I felt sorry then, and still do, for the woman who came in to teach all those young children about her beliefs. A large hall full of children, sitting cross legged, listening and trying to get their collective heads around the concept of orignal sin.
My first uncomfortable question was "Why, if god knew everything, he did not know that Eve and Adam were going to eat the apple?"
And even as a child, the question of free will seemed intractable. I felt I could not have free will if god made me and knew exactly everything I was ever going to do... If the path of my life was laid out before I was born could any decision I ever made be truly mine?
The poor scripture lady was stuck, I was asking questions about god and faith far outside the "how much does god love me?" queries she was used to answering from children. The fumbled answers she gave all came back to the bible, it was the source of all knowledge of god.

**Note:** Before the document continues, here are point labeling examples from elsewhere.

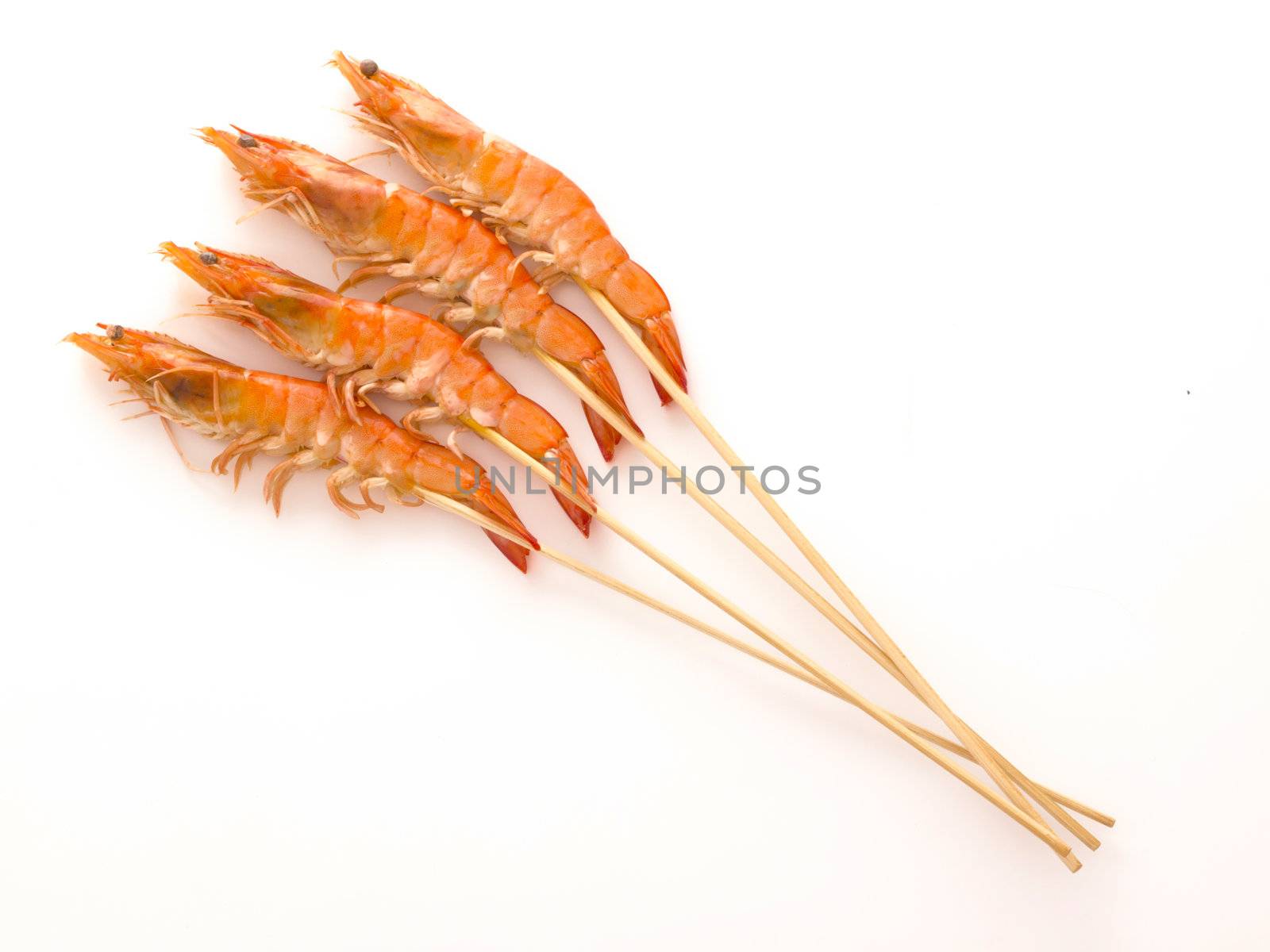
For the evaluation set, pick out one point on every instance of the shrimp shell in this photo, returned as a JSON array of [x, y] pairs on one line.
[[298, 419], [429, 247], [374, 347], [531, 202]]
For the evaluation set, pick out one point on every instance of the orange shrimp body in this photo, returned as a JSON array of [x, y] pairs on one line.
[[277, 416], [376, 347], [533, 203], [431, 247]]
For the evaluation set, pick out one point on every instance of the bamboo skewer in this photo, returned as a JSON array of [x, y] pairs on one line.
[[1005, 774], [1022, 816], [880, 638], [718, 635]]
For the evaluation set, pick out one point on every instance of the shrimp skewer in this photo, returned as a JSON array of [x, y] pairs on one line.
[[372, 347], [521, 197], [539, 206], [273, 414], [298, 419], [431, 247], [821, 674]]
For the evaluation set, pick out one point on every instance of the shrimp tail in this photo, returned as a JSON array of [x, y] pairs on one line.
[[601, 380], [572, 475], [664, 340], [495, 505], [514, 554]]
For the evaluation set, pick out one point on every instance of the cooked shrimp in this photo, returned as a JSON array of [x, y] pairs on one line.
[[267, 413], [433, 248], [372, 347], [520, 196]]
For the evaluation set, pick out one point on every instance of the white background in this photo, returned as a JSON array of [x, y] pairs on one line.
[[1000, 271]]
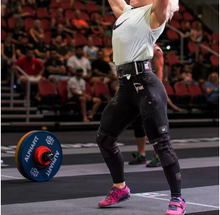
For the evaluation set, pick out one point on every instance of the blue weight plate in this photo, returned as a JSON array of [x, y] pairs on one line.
[[16, 155], [26, 152]]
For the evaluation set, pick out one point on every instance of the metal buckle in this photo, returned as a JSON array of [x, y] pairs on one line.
[[136, 69]]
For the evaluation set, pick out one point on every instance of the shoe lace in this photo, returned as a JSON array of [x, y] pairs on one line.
[[174, 199], [111, 194], [137, 157]]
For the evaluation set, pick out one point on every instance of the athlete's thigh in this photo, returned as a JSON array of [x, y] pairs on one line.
[[118, 114], [153, 109]]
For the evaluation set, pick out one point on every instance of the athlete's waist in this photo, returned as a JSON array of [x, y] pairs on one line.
[[134, 68]]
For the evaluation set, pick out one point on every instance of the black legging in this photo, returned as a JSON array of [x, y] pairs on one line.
[[141, 94], [138, 127]]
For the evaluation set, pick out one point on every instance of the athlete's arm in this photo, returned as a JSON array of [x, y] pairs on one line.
[[158, 13], [117, 6], [158, 62]]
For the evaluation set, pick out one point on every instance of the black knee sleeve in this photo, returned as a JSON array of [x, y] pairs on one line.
[[164, 149], [107, 144]]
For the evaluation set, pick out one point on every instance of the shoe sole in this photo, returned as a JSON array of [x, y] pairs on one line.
[[154, 166], [182, 213], [127, 197], [144, 162]]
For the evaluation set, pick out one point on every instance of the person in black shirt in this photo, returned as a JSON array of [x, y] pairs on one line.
[[22, 47], [8, 56], [55, 70], [200, 71], [101, 70], [62, 51], [59, 32], [40, 49]]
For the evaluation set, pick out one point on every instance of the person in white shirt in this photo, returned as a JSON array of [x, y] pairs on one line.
[[76, 89], [79, 61], [137, 28], [90, 51]]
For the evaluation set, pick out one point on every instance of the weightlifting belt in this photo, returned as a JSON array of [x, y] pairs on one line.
[[134, 68]]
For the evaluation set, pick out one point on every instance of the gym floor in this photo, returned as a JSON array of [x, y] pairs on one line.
[[83, 179]]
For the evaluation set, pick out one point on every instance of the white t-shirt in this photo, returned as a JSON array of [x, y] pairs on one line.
[[133, 39], [83, 62], [79, 85]]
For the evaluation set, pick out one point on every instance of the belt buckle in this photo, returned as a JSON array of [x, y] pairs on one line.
[[136, 68]]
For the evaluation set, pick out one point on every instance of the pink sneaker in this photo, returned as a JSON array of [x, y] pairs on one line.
[[177, 206], [115, 195]]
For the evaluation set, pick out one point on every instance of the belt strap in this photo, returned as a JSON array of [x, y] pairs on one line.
[[134, 68]]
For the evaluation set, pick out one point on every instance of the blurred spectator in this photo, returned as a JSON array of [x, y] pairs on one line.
[[18, 30], [60, 19], [200, 71], [90, 51], [196, 34], [55, 70], [187, 29], [3, 8], [96, 25], [28, 2], [76, 92], [107, 50], [59, 32], [8, 57], [13, 8], [34, 69], [186, 74], [101, 69], [79, 61], [8, 50], [40, 49], [79, 24], [72, 47], [43, 3], [35, 32], [62, 51], [212, 88], [22, 47]]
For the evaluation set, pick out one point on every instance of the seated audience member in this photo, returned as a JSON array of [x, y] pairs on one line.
[[55, 70], [76, 92], [18, 30], [60, 19], [79, 24], [62, 51], [22, 47], [40, 49], [59, 32], [8, 50], [78, 60], [35, 32], [72, 47], [33, 67], [212, 88], [102, 70], [8, 57], [196, 34], [14, 8], [90, 51], [96, 25], [107, 50], [200, 71], [28, 2], [43, 3], [186, 74]]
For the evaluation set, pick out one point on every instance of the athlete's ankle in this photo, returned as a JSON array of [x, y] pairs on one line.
[[120, 186]]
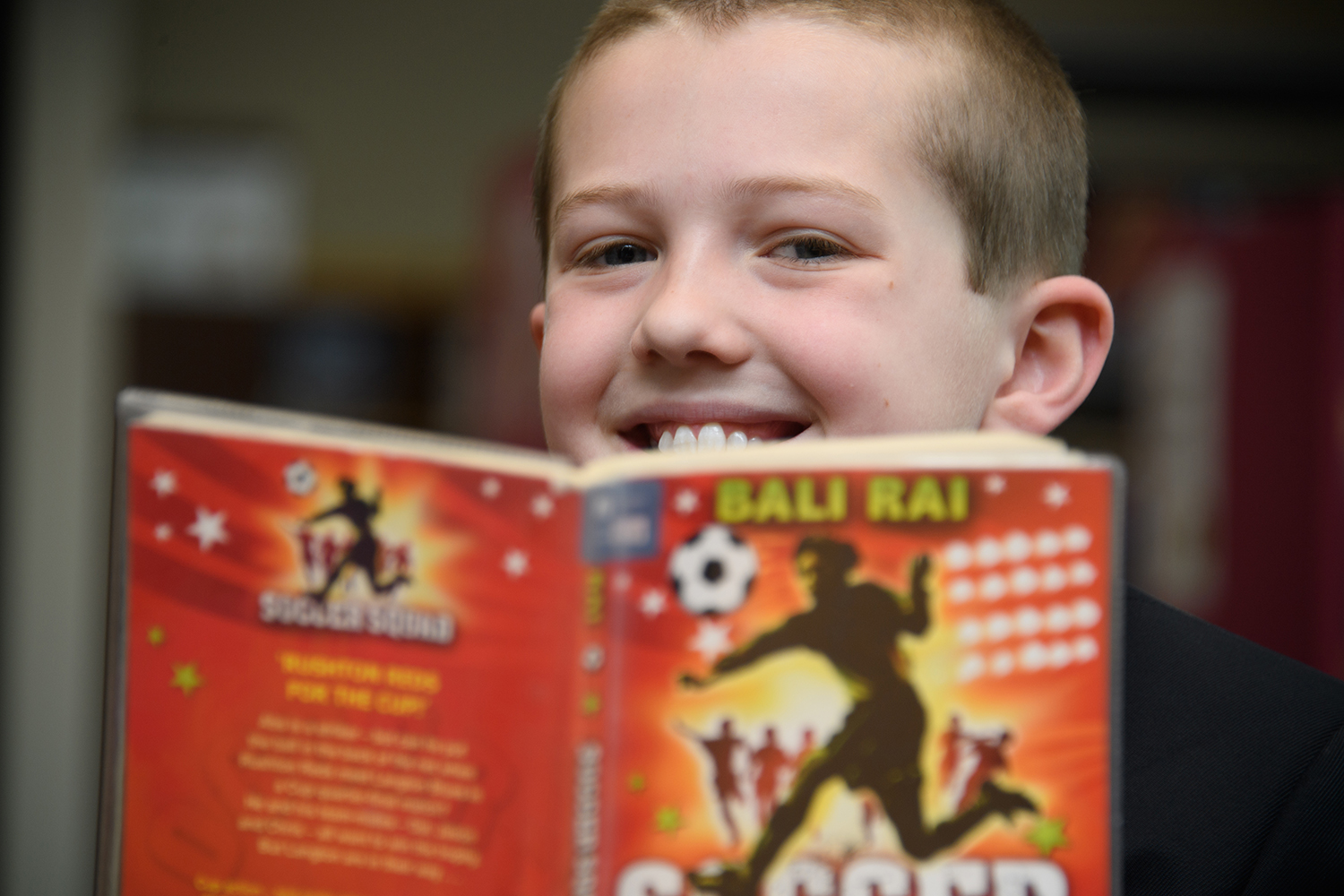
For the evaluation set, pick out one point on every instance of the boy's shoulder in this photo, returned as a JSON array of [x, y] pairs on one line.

Q: But how do we know the bible is true?
A: Everyone knows god in their heart.
Q: Do people find the knowledge of god without the bible telling them about it?
At that point the scripture lady told me to pray for the answers.
My concerns are more sophisticated now, as are the responses, but I still find the answers inadequate.
When I was young, god, the bible, and the church simply did not make any sense, and no-one was able to address my concerns. The whole idea of god just left me asking why? What was his purpose? What did god want to get out of it that he could not get another way that would hurt (us) less?
The lack of a decent response led to my second problem with faith - None of the adults who tried to talk to me about faith were able to adress my concerns. Had these people committed to a belief without applying any critical analysis to it?
I rapidly lost respect for the beliefs of those adults with strong faith and no reason.
Both my mother and father had been brought up in nominally religious households, but religion was not part of my home life and we did not attend church.
My parents wanted me to find my own way and to that end they made me attend the scripture lessons at school for several years so I could make my choice with some perspective. When I asked my parents to write a letter to the school exempting me from scripture studies, the teachers complied but did not take my choice seriously.
It is strange, a child of any age able to articulate a choice of faith has the right to choose, however a child of any age that is able to articulate a rejection of the available faiths on offer is always subject to challenge.
Even in Australia where religion is not a strong influence in society, a child who says they dont accept god gets a wide range of negative reactions. From the occasional smack on the head from the elderly for being "stupid" to bullying and shunning from other children I met few people in my youth who even accepted that it was my choice to make.
While some adults were obviously unhappy with me when I said I did not believe in god, others with less mainstream beliefs, assumed that the gates were open to explain their own faith to me. I may as well have had a sign around me neck that "Proselytise me!".
I was told about the nature spirits that guided some people, the astral plain others travelled on, even the enlightenment some claimed from meditating with monks in asia. Everyone seemed to think that if I could just see how cool their faith was, that I'd jump in and get me some.
Added to my parents open lack of intellectual restriction led to a pretty broad education on religion, and now in my later years I find I know things about religions that many practicing theists do (however I do NOT claim any theological standing). The diversity and incompatibility of the different faiths I was exposed to, however, made me realize that some of them had to be wrong. There was just too many conflicting claims, and if some of them could be wrong, maybe they could all be wrong.
Most of the claims shared many common elements, but people often included the more extraordinary claims in an attempt to pique my interest. This approach universally backfired because often only a cursory investigation was required to find the evidence insufficient or totally lacking.
The best example of that was someone telling me that men had one less rib because god took a rib from Adam to make Eve.... No, not true. Humans have 24 ribs each. Male or Female, makes no difference. Some individuals have 1 pair of ribs less, but it's not a male or female specific variation. You can find this in almost any book on human anatomy even the really simple ones written for kids - yet you'd be surprised how many adults today accept that claim without even checking it once.
Disrespect and wild claims were nothing, however, compared to the condescension that atheists are often subjected to.
That look you see when someone of faith fixes you with a faint smile, a misty look in their eyes, and a sad slow nod. Then they tell you that you "dont understand", that you are "denying yourself", or worst of all, ignoring the "god shaped hole in your heart".
Atheists dont get the moral high ground on this issue, both sides look down on the other wishing they could "just let themselves understand" but it's a little soul crushing for a child to have their perspective dismissed out of hand. If a child disagrees with your beliefs, you need to be ready to discuss them openly and honestly - and that includes accepting that you may be wrong on some if not all of your positions.
In my adult life I have been very lucky in making friends who not only accept my lack of faith, but also have a sense of humility about their own.
Today atheism has become part fo the mainstream debate, I started this blog because I wanted to add another voice to the groundswell of rationalists. At leasts when an adult expresses their faith to a child today I would hope they could do so rationally and consistently, something that was sadly lacking when I was a child.